To see how the coupling happens, let’s use the power flow density visualization. A 1 V signal source is connected to the microstrip line port at the bottom of the board. Both microstrip and strip line ports are terminated with 50 Ohm. As we can see, the power from the microstrip line at the bottom does not go all the way to the strip line in the layer INNER1 – some energy is radiated into the inter-plane areas as shown below for 5 GHz (peak values of the power flow density):
This model uses absorbing boundary conditions on the outside boundaries of the simulation domain; it absorbs the energy of the parallel plane waves going from the via. For instance, here is the close up of what is going on between the reference planes GND7 and GND8 – the power flows along the via in the anti-pad area and flows mostly outward between the parallel planes and is absorbed at the outer boundary:
In reality, the energy injected into the inter-plane area does not completely disappear. It may be reflected from the fences formed by vias and returned back to the signal via in form of the oscillations observed on TDR above (coupled to cavities formed by distant stitching vias). Behavior of such vias can be predicted only in the post-layout analysis with either huge computational cost (large simulation area) or with simplified models of the whole board with substantial model accuracy degradation. The easier alternative and more robust and predictable design, is to localize it!
The second via in this link was designed to see how effective would be 2 stitching vias placed at about 30 mil from the signal via. The TDR correlation for this via is acceptable, let’s see how the power propagates along that structure at different frequencies:
What a difference just two properly designed stitching vias make! The localization bandwidth of the single via is extended to 15-20 GHz.
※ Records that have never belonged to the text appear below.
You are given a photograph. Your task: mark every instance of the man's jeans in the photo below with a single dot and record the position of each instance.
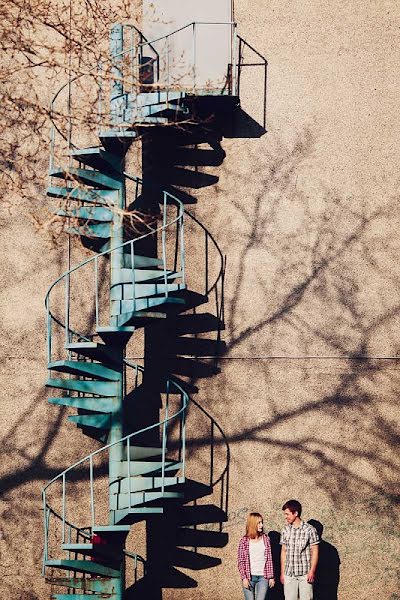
(298, 587)
(258, 588)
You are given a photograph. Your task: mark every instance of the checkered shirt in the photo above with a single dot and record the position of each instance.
(244, 558)
(298, 554)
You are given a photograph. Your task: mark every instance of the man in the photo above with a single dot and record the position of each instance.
(299, 554)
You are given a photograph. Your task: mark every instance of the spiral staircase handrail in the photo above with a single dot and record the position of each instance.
(125, 438)
(96, 257)
(96, 67)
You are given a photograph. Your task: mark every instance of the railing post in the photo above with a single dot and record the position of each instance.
(63, 508)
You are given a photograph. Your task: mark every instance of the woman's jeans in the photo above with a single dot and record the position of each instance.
(258, 588)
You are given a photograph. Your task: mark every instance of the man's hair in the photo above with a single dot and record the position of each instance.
(293, 506)
(251, 525)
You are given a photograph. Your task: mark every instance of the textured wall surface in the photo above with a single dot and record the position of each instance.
(307, 397)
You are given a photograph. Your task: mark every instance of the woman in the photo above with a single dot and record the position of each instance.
(255, 560)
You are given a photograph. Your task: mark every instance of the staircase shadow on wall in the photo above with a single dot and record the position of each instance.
(174, 538)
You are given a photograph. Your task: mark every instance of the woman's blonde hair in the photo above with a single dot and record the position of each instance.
(251, 525)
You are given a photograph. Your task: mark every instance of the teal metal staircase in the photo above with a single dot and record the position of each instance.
(94, 309)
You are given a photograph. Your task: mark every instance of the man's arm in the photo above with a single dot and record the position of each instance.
(314, 561)
(283, 561)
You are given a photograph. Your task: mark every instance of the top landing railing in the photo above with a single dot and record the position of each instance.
(197, 59)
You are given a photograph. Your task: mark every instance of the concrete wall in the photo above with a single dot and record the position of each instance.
(307, 397)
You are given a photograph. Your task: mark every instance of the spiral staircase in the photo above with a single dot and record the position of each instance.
(136, 277)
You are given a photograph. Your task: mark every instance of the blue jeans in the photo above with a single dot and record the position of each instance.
(258, 588)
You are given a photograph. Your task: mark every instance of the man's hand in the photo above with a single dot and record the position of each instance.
(311, 576)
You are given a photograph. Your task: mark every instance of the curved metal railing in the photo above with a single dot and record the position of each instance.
(88, 460)
(174, 258)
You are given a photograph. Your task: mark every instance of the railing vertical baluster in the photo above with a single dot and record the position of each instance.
(49, 332)
(212, 454)
(182, 224)
(184, 401)
(133, 276)
(67, 307)
(96, 286)
(234, 61)
(206, 252)
(194, 56)
(164, 440)
(163, 243)
(46, 517)
(63, 507)
(91, 489)
(128, 450)
(168, 67)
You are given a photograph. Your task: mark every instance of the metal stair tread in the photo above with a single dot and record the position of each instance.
(136, 499)
(126, 307)
(126, 291)
(97, 420)
(100, 388)
(120, 468)
(97, 157)
(92, 196)
(88, 177)
(86, 369)
(92, 230)
(82, 596)
(95, 404)
(125, 275)
(87, 213)
(90, 548)
(83, 566)
(142, 484)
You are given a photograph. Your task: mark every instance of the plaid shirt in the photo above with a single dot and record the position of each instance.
(244, 558)
(298, 541)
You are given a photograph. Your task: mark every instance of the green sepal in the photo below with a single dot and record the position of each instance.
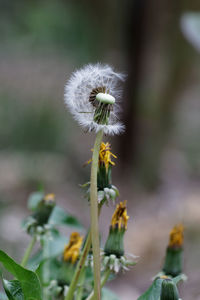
(173, 264)
(169, 290)
(104, 177)
(115, 242)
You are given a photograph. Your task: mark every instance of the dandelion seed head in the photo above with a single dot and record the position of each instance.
(84, 91)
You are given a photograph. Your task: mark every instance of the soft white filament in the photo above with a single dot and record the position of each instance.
(77, 95)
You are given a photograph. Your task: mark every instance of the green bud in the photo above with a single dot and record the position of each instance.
(115, 242)
(169, 290)
(104, 177)
(43, 212)
(173, 264)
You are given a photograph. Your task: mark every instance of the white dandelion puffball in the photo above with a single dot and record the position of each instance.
(92, 95)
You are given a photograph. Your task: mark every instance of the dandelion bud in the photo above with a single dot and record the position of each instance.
(72, 250)
(115, 242)
(173, 265)
(44, 209)
(169, 290)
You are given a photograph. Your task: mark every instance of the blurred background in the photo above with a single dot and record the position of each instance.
(157, 43)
The localization degrades progressively starting from about 20 GHz in this case – it means that this via becomes coupled to the parallel plane structures with all the unpredictability consequences as we observed for the single via. What if we want to extend the frequency range further up to 50-60 GHz? That is a very difficult task for the single-ended through vias in general. Just take a closer look at an example of the single via launch localized up to about 60 GHz with 17 stitching vias as shown below:
This via transition was designed by Scott McMorrow for one of our material model identification projects reported in D. Dunham, J. Lee, S. McMorrow, Y. Shlepnev, 2.4mm Design / Optimization with 50 GHz Material Characterization, DesignCon2011. It is also featured in demo-video #2018_01 (demo-videos #2016_01 and #2018_01 use power flow density to illustrate the effect of the stitching via number and positioning).
Summary and Conclusion
The bottom line is that the possibility to simulate a link in isolation from the rest of the board, or localization, is probably the most important, necessary condition to design predictable interconnects. Only structures with behavior predictable up to a target frequency should be used to design links for tens of Gbps data rate. The closeness of the stitching vias should be measured relative to the wavelength. The stitching vias can be considered close as long as the distance does not exceed a quarter of the wavelength at the target frequency. The number of stitching vias also matters. Without localization, the interconnects cannot be accurately simulated in most of the practical cases. If an interconnect’s behavior cannot be predicted, the outcome is uncertain: it may work or may fail!